Figure 7: A failure case from ViSRA due to upstream perception errors (e.g., category confusion in detection).
Interpretability and Modularity
A critical strength of ViSRA is its modular architecture and explicit evidence trail. Each decision step, intermediate output, and final answer is interpretable, facilitating fault diagnosis and extension. Improvements in vision models (e.g., better detectors/trackers or geometric solvers) are inherited without retraining, making ViSRA both upgradable and generalizable.
Ambiguities inherent to annotation (referent ambiguity, visual occlusion) are visualized and accounted for in the qualitative analysis, illustrating both progress and residual source of error in spatial QA.
Figure 8: Cognitive map visualizations utilized for evaluation, drawn from 3D ground truth annotations.
Figure 9: Examples from VSI-Bench indicating ambiguity in human reference expressions and limitations of benchmark answer quality.
Implications and Directions for Future Research
ViSRA demonstrates that domain-structured, inference-time orchestration of expert models within an agentic MLLM framework is a robust alternative to dataset-centric post-training approaches. The approach is plug-and-play, supporting seamless integration of future advances in low-level visual perception or spatial modeling tools.

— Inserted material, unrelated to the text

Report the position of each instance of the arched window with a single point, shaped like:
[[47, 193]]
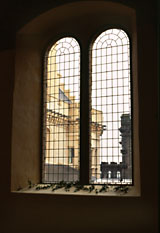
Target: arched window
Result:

Practically, ViSRA's tool-based methodology encourages robust, evidence-grounded spatial reasoning applicable to mobile, real-world deployments, robotics, or low-resource devices. Theoretically, it offers a path towards more human-like 3D spatial intelligence in multimodal AI, shifting the research focus from optimizing for narrow benchmarks to optimizing agentic reasoning strategies and tool augmentation.
Future investigations may focus on expanding the toolset (including more sophisticated geometry, affordance, or physics reasoning), optimizing agentic decision latency, and formalizing agent self-improvement protocols as new tools become available.
Conclusion
ViSRA advances the study of 3D video-based spatial reasoning in MLLMs by proposing a modular, extensible agentic framework that operates entirely at inference time, leveraging explicit spatial tools without additional training. Empirical evaluation demonstrates that ViSRA systematically enhances both established and OOD spatial reasoning tasks, offering a clear path to generalizable and upgradeable MLLM spatial intelligence, and establishing a strong incentive to further explore training-free, tool-augmented paradigms in multimodal video reasoning.